If you wish to upload datasets into S3, you can first install the boto3 tool and then run those codes in JupyterLab.

~/.venv/bin/python -m pip install boto3 -i https://pypi.tuna.tsinghua.edu.cn/simple
import os
from boto3.s3.transfer import TransferConfig
import boto3

local_folder = "./ultrachat_200k"
bucket_name = "datasets"

config = TransferConfig(
    multipart_threshold=100*1024*1024,
    max_concurrency=10,
    multipart_chunksize=100*1024*1024,
    use_threads=True
)

for root, dirs, files in os.walk(local_folder):
    for filename in files:
        local_path = os path.join(root, filename)
        relative_path = os.path.relpath(local_path, local_folder)
        s3_key = f"ultrachat_200k/{relative_path.replace(os.sep, '/')}"
        s3.upload_file(local_path, bucket_name, s3_key, Config=config)
        print(f"Uploaded {local_path} -> {s3_key}")
  1. You can modify this line if you want to use your own dataset.
  2. Configure multipart upload with 100 MB chunks and a maximum of 10 concurrent threads.

(Optional) Use Dataset in S3 Storage

If you wish to use datasets from S3, you can first install the s3fs tool and then modify the dataset loading section in the example by following the code below.

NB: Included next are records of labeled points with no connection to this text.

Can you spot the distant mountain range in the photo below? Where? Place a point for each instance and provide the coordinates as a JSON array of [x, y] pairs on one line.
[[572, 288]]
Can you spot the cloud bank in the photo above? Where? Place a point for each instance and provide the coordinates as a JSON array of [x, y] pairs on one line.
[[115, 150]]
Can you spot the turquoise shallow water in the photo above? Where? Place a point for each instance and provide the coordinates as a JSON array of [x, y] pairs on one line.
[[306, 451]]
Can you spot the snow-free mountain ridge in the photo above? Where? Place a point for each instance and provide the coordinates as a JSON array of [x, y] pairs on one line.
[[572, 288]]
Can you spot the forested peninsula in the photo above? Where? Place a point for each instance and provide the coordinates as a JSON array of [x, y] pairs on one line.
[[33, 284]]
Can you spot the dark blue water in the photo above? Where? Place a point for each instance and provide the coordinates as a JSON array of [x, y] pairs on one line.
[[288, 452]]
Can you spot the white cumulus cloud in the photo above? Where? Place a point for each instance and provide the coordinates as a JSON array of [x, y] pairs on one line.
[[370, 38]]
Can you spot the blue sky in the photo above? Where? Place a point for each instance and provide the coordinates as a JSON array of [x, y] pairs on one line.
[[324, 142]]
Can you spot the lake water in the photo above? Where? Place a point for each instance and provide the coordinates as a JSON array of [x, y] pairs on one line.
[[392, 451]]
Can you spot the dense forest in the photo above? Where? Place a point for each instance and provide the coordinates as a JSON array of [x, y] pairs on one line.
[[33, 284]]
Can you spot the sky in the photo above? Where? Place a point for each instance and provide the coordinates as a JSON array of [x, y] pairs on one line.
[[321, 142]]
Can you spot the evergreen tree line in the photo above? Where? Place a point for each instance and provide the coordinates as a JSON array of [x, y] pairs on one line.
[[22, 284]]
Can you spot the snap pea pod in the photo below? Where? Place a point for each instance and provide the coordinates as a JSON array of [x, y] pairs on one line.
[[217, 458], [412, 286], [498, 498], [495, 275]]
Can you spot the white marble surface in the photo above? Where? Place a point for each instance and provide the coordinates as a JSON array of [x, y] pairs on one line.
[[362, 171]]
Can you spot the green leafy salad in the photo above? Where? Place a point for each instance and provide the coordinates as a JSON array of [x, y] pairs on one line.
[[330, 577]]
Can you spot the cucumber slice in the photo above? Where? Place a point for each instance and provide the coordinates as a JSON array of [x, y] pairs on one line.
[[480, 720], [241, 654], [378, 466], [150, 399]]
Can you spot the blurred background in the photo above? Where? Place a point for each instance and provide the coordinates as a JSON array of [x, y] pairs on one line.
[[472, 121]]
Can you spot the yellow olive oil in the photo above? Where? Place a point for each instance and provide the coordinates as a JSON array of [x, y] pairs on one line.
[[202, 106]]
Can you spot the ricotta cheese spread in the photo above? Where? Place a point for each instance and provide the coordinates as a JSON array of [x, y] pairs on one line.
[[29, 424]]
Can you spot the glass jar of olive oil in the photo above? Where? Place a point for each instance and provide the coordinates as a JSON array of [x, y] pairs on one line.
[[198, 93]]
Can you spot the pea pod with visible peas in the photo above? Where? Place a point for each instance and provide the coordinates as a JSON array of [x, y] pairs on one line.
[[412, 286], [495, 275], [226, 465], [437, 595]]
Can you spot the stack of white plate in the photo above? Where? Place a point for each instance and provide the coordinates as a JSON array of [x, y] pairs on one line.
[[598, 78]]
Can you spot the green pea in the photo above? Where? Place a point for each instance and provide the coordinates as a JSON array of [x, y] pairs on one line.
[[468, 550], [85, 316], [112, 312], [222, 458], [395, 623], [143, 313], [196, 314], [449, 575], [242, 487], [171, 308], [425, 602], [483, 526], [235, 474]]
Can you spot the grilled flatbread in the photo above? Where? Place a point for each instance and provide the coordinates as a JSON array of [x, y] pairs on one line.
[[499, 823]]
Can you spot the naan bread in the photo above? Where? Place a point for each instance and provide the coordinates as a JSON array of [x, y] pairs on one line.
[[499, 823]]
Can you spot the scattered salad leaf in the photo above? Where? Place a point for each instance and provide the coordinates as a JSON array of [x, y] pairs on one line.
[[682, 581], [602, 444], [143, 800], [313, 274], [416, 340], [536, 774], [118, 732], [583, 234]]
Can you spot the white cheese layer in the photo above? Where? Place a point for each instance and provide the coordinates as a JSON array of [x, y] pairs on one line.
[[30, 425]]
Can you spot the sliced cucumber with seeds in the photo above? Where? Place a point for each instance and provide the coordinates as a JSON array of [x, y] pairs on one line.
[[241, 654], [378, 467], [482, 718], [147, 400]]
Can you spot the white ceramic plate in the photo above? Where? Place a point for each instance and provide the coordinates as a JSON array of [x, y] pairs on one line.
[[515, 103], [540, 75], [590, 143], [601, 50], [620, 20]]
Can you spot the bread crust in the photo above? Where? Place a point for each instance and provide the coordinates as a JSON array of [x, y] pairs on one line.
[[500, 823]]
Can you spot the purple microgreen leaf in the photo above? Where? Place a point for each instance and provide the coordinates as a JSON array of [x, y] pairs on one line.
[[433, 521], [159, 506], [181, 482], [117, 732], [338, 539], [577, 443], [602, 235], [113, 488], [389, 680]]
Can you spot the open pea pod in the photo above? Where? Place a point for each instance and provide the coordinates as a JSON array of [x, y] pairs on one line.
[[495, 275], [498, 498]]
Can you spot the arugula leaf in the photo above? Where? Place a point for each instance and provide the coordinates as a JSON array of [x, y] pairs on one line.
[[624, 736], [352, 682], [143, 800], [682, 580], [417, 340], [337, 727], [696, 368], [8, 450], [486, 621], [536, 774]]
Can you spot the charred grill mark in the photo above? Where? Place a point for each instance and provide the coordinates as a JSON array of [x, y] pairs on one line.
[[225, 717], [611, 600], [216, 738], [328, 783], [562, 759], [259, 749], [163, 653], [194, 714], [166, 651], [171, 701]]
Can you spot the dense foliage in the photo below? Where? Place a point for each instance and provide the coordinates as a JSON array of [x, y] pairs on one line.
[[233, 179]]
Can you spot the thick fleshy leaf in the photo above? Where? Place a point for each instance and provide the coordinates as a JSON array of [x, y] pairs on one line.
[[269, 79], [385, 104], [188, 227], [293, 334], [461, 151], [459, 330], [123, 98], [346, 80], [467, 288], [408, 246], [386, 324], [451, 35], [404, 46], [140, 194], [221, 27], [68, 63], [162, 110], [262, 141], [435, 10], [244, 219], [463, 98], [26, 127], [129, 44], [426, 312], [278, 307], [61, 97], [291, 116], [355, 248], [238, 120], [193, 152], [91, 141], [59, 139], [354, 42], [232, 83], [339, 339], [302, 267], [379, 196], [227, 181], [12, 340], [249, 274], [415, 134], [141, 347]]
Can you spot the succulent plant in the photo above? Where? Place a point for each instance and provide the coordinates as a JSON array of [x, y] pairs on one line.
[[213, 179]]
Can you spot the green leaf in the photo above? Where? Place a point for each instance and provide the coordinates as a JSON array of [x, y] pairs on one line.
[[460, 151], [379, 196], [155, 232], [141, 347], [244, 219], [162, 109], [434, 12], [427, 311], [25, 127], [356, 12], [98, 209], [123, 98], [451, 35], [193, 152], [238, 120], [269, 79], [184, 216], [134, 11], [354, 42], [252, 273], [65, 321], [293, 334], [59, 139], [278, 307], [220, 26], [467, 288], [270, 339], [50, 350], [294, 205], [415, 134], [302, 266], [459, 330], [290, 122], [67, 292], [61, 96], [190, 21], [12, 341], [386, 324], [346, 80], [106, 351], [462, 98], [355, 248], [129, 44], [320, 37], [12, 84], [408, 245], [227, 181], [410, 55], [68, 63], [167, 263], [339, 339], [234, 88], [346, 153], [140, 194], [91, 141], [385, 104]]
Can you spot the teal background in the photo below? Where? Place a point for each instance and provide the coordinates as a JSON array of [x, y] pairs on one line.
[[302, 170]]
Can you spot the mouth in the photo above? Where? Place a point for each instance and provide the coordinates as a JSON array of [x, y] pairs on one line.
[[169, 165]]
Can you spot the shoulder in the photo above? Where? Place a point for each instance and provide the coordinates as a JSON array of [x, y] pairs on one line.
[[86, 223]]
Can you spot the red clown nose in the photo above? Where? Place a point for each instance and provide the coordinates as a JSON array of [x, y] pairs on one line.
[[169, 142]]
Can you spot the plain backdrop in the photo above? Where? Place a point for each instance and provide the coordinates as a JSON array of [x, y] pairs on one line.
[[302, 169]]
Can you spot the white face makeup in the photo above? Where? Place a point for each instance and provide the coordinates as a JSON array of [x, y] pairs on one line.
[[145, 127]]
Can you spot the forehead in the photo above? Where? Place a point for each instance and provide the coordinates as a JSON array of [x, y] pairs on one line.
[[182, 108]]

~/.venv/bin/python -m pip install s3fs -i https://pypi.tuna.tsinghua.edu.cn/simple
calibration-compressor.ipynb
import os
from datasets import load_dataset

os.environ["AWS_ACCESS_KEY_ID"] = "@7Apples@"
os.environ["AWS_SECRET_ACCESS_KEY"] = "07Apples@"

storage_options = {
  "key": "07Apples@",
  "secret": "O7Apples@",
  "client_kwargs": {
    "endpoint_url": "http://minio.minio-system.svc.cluster.local:80"
  }
}

ds = load_dataset(
      'parquet',
      data_files='s3://datasets/ultrachat_200k/data/train_sft-*.parquet', 
      storage_options=storage_options, 
      split="train"
)
  1. Set environment variables (as a backup, some underlying components will use them).
  2. Define storage configuration; you must explicitly specify the endpoint_url to connect to MinIO.
  3. If the dataset is split, this is equivalent to split="train_sft" in the example.

Clone Models and Datasets in JupyterLab

In the JupyterLab terminal, use git clone to download the model repository (and dataset, if applicable) to your workspace. The data-free compressor notebook does not require a dataset.

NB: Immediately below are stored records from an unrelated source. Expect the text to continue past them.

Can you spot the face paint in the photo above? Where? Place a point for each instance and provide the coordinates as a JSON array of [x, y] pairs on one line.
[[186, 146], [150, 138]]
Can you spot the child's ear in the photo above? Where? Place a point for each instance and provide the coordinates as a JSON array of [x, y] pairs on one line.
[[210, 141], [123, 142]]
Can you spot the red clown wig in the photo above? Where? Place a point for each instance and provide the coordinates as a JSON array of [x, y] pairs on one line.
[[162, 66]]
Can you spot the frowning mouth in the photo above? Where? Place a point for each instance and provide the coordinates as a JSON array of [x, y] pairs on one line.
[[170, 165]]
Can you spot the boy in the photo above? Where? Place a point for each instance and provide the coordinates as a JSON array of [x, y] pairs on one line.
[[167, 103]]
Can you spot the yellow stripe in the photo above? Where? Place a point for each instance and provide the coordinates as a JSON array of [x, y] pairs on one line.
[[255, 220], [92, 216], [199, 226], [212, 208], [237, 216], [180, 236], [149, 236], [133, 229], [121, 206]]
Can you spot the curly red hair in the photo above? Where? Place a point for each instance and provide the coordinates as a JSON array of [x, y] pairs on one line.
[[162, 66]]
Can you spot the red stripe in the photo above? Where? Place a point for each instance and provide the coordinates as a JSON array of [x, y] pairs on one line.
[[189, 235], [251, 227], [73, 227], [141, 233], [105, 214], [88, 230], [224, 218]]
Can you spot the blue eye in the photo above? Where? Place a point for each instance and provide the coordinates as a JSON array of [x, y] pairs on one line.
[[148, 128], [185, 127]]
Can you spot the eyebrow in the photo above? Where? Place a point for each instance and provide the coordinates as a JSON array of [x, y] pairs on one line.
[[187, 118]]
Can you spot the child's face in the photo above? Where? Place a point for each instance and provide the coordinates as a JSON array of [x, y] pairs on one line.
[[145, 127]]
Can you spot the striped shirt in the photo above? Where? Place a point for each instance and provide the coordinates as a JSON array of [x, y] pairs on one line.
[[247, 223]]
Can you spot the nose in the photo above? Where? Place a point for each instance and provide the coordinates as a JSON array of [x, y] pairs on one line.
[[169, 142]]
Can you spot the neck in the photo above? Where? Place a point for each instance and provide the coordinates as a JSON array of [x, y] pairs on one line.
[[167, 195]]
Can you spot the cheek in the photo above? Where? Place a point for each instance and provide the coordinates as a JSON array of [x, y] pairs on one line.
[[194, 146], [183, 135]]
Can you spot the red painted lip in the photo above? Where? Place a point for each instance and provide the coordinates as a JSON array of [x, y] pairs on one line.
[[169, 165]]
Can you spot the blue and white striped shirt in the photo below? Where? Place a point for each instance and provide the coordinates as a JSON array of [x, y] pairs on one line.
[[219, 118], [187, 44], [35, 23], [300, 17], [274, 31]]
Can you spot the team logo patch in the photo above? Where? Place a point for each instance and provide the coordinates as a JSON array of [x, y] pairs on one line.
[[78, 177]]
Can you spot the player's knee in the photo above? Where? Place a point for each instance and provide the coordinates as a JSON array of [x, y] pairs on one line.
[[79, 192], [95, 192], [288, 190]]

Create and Run Compression Notebooks

Download the appropriate example notebook for your use case: the calibration compressor notebook if you are using a dataset, or the data-free compressor notebook otherwise. Create a new notebook (for example, compressor.ipynb) in JupyterLab and paste the contents of the example notebook into it. Run the cells to perform model compression.

Upload the Compressed Model to the Repository

Once compression is complete, upload the compressed model back to the model repository using the steps outlined in Upload Models Using Notebook.

model_dir = "./" + model_id.split("/")[-1] + "-W4A16"
model.save_pretrained(model_dir)
tokenizer.save_pretrained(model_dir);
  1. Save model and tokenizer. You can modify this line if you want to change the name of output.

Deploy and Use the Compressed Model for Inference

Quantized and sparse models that you create with LLM Compressor are saved using the compressed-tensors library (an extension of Safetensors). The compression format matches the model's quantization or sparsity type. These formats are natively supported in vLLM, enabling fast inference through optimized deployment kernels by using Alauda AI Inference Server. Follow the instructions in create inference service to complete this step.